Out of the dark, long strands of black hair shoot towards her, wrapping itself around the car, and pulling it forward. Without hesitation, Alvaro sets the car in reverse and slams on the gas. The tires squeal like screeching pigs. To her horror, hair slithers through the cracks of the front window and whips around her neck, cruelly squeezing as she gasps for air. With her foot desperately pounding the gas pedal, she rips it away and gasps. She wiggles herself free and crawls out of the car, stumbling onto the ground. 

Alvaro scrambles to her feet and runs, adrenaline coursing through her veins. The phone barely lights the path ahead of her. 



Momma paid him a quick visit.

Robbie believed he was a real sex machine. And he thought that his cock was God’s gift to women! 

I’m reminded of a passage I once read: there is a way that seems right to a man, but its end is the way to death. 

So, when Robbie reached the summit of all pleasures... 



Alvaro stops and falls to her knees, breathless. Tears flow down her cheeks. Hope seems as distant as the glowing, rectangular light on the horizon. She doesn’t want to fight it anymore. Whatever ‘it’ is. This is her fate. Darkness swallows her whole as the phone’s light drowns out. 

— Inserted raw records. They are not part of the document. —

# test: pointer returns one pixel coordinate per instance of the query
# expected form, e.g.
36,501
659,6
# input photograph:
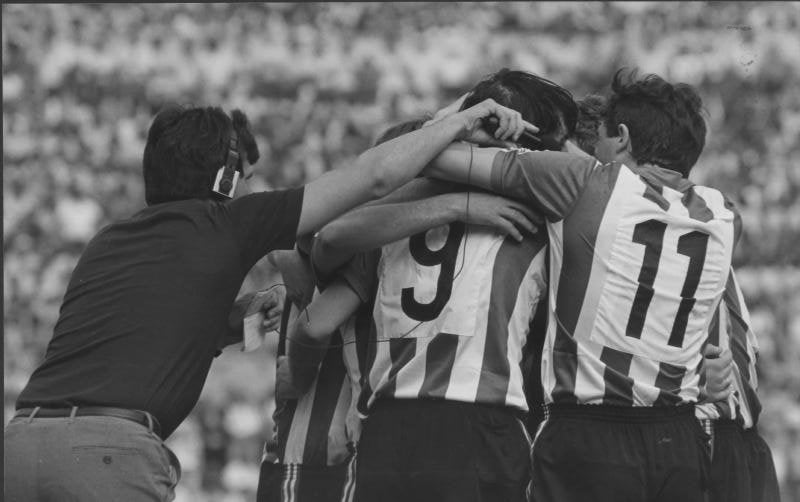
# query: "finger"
513,119
272,325
530,127
508,135
500,133
526,210
519,128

Well, Momma made him cum maggots.

Maggots... 

The words resound through the desolate valley, as Alvaro gazes at her own aghast reflection, inverted in the red abyss of Momma’s gaze.




Sunrise has always been Darling’s favourite part of the day. An occasion so calm that she prefers to enjoy its tranquillity in solitude, without interruption. It has always been a morning ritual, her special moment to herself. Once upon a time, in the earlier days of their seven years of marriage, Joe blessed her by waking up too. But that could only last for so long. To her dismay, this peaceful morning routine soon gave way to incessant demands for her to cook his breakfast.

“I’m awake and starving, honey,” he’d say, “Aren’t you going to start cooking yet?”

“How about another minute, dear,” she’d say, “I just want to admire the view a little longer.”

“The sun rises, the sun sets, there’s nothing new to admire!”

After endless badgering, she begrudgingly tore herself away from the window and started on his breakfast.

But not this time. 

Now, until she unites with her new beau—his name she has forgotten—she will have her mornings to herself. 

She fixes herself a cup of tea in the kitchen and heads to the dining room, where she is greeted by a revolting, bloody mess. The daunting task of cleaning is too much to deal with right now. 

“Later,” she mutters to herself.

She finishes off the last piece of cinnamon bun that one of the detectives had left last night. It certainly is one of the best she has ever made. Perhaps, even, the best. And the bitter garnish of the detective’s blood, drizzled lightly over the buttercream spread makes it all the more delectable. 

She sips her chai green as light from the morning sun spills into the kitchen. A peal of her daughters’ laughter uplifts her spirit. Two tender young apparitions dance around the detectives’ car.

The beauty of these vibrant green hills, decorated with other white adobe houses that sparkle like pearls, never grows tiresome. It always takes her breath away.